(Corrects Sensex’s year-to-date gain in first paragraph in story published Feb. 15.)
Feb. 15 (Bloomberg) -- Indian stocks dropped for a third week as earnings at some of the country’s biggest companies missed analysts’ estimates.
The BSE India Sensitive Index, or Sensex, lost 0.2 percent to 19,468.15 at the close. The gauge declined 0.1 percent this week, paring its year-to-date advance to 0.2 percent. Reliance Industries Ltd., owner of the world’s largest refining complex, retreated to a one-month low. Dr. Reddy’s Laboratories Ltd. slid after earnings missed estimates. Tata Steel Ltd. and Bajaj Auto Ltd. fell more than 1 percent each.
Profits at 43 percent of the 30 Sensex companies trailed forecasts in the December quarter, compared with 40 percent in the previous two quarters, data compiled by Bloomberg show. The statistics office on Feb. 7 said growth this year would be the weakest in a decade and data this week showed industrial output fell for a second month in December. The Sensex trades at 13.5 times estimated earnings for the year to March 2014, compared with a multiple of 10.4 for the MSCI Emerging Markets Index.
“Valuations are not cheap and you have a slowdown which will continue to hurt,” Anand Shah, chief investment officer at BNP Paribas Asset Management India Pvt., which manages $590 million in assets, said in an interview to Bloomberg TV India. “One should not expect last year’s rally to sustain given the macro headwinds.”
The Sensex rallied 26 percent in 2012, its biggest annual gain since 2009, as the government boosted measures to revive the economy. Gross domestic product will expand 5 percent this fiscal year ending March, below last year’s 6.2 percent and the least since the 4 percent growth in 2002-2003, data showed Feb. 7. Consumer-price index reached 10.79 percent in January, the second highest in the Group of 20 major nations, data showed this week.
Inflation remains “high,” investment has declined and the “external sector is very vulnerable,” the Reserve Bank of India said Feb. 11. These risks limited the central bank to a quarter-point reduction in interest rates to 7.75 percent in January, the first cut since April last year.
Net income at Dr. Reddy’s fell 29 percent to 3.63 billion rupees, lagging behind the 4.29 billion rupees estimated by analysts. The stock decreased 3 percent to 1,818.9 rupees.
Overseas funds have still remained net buyers, plowing a net $7.85 billion into local shares this year, a record for the period, data compiled by Bloomberg show. They purchased $24.5 billion of stocks last year, the highest among 10 Asian markets tracked by Bloomberg. Asian equity funds attracted $535 million in the week to Feb. 13, a 23rd week of inflows, Citigroup Inc. said in a report today.

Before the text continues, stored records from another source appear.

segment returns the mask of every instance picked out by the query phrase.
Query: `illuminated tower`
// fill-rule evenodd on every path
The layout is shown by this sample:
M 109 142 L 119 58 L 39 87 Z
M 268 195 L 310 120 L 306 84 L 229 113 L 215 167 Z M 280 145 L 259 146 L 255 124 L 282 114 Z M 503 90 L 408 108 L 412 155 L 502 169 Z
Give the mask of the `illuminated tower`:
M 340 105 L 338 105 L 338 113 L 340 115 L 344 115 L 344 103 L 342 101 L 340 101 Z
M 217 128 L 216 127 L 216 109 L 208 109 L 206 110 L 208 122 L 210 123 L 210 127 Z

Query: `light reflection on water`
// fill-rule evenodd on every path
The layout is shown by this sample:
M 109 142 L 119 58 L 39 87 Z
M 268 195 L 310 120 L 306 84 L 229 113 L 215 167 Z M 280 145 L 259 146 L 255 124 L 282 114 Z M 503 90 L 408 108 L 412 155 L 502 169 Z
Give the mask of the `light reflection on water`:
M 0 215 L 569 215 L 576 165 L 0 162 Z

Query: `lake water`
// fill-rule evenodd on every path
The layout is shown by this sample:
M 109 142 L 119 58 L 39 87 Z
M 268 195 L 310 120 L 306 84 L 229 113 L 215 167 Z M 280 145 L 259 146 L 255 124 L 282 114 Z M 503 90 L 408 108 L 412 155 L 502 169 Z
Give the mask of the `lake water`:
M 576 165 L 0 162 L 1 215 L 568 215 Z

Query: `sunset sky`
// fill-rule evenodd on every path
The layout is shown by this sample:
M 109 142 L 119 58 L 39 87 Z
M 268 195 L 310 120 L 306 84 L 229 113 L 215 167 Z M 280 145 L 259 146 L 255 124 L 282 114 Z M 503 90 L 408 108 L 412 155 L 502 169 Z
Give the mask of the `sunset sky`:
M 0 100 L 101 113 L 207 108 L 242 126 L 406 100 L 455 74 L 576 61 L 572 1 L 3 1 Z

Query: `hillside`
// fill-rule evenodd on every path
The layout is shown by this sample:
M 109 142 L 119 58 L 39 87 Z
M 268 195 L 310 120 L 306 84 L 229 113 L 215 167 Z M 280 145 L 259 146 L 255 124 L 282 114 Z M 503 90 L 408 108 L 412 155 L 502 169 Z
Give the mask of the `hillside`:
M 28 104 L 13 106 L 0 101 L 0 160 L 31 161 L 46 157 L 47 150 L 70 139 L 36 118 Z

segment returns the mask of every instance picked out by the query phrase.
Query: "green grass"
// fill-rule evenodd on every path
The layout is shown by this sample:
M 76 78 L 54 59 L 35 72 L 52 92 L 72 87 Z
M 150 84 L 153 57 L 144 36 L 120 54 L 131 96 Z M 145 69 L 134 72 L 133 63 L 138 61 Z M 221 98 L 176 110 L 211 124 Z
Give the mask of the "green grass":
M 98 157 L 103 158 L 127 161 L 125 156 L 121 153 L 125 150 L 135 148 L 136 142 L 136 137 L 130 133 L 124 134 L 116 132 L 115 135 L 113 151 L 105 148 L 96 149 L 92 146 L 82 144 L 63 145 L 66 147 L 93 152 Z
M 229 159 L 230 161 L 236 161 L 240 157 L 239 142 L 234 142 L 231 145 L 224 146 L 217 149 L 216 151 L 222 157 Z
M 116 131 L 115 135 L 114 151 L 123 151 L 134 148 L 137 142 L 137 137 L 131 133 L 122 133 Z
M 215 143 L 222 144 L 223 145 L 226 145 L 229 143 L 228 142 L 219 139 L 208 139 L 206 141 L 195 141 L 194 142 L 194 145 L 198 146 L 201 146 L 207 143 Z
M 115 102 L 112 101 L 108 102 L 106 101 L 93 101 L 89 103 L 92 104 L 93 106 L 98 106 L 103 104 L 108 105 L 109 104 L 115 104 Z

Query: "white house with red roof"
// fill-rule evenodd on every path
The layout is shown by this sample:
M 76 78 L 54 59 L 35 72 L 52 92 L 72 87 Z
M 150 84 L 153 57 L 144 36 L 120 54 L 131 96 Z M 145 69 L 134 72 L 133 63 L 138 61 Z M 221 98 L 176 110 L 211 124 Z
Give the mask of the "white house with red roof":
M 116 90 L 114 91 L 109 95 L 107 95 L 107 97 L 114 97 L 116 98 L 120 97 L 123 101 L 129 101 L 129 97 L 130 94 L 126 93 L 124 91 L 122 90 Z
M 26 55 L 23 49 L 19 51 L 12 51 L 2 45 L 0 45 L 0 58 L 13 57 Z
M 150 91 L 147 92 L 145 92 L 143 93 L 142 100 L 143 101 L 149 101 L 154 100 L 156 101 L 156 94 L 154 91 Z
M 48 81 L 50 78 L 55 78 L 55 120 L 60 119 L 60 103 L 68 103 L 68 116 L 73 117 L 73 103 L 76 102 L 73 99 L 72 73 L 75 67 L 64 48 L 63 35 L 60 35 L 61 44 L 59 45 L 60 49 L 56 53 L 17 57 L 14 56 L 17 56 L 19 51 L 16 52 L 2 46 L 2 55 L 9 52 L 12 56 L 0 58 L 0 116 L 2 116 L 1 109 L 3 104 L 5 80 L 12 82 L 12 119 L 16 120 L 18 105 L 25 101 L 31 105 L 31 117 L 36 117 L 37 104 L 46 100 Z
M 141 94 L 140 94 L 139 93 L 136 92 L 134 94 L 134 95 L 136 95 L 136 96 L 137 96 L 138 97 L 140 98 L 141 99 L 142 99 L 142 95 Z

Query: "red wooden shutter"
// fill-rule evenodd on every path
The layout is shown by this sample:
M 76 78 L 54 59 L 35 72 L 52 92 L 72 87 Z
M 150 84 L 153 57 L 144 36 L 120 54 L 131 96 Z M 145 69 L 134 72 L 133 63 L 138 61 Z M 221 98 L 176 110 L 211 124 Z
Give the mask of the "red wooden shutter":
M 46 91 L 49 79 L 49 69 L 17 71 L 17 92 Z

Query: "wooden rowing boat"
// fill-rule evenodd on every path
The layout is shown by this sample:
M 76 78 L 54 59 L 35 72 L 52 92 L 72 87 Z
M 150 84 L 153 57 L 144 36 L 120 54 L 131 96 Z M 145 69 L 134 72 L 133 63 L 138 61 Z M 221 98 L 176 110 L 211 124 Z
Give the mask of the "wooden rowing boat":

“A massive deluge of liquidity can take the market higher in the short term, but to make a fundamental bet on the market based on the economy you would run ahead of yourself,” Prabhat Awasthi, head of equity research at Nomura Holdings Inc., told Bloomberg TV India in Mumbai today. “If the argument has been based on economic recovery, then those hopes are misplaced.”
Reliance Industries lost 1.2 percent to 845.8 rupees. Tata Steel, the biggest producer of the alloy, decreased 1.3 percent to 376.1 rupees. Bajaj Auto, India’s second-largest motorcycle maker, lost 1.6 percent to 1,970.35 rupees.
Volume on the Sensex was 16 percent less than the 30-day average at the close. The 50-stock CNX Nifty Index of the National Stock Exchange declined 0.2 percent to 5,887.4. India VIX, which measures the cost of protection against losses in the Nifty, rose 1 percent.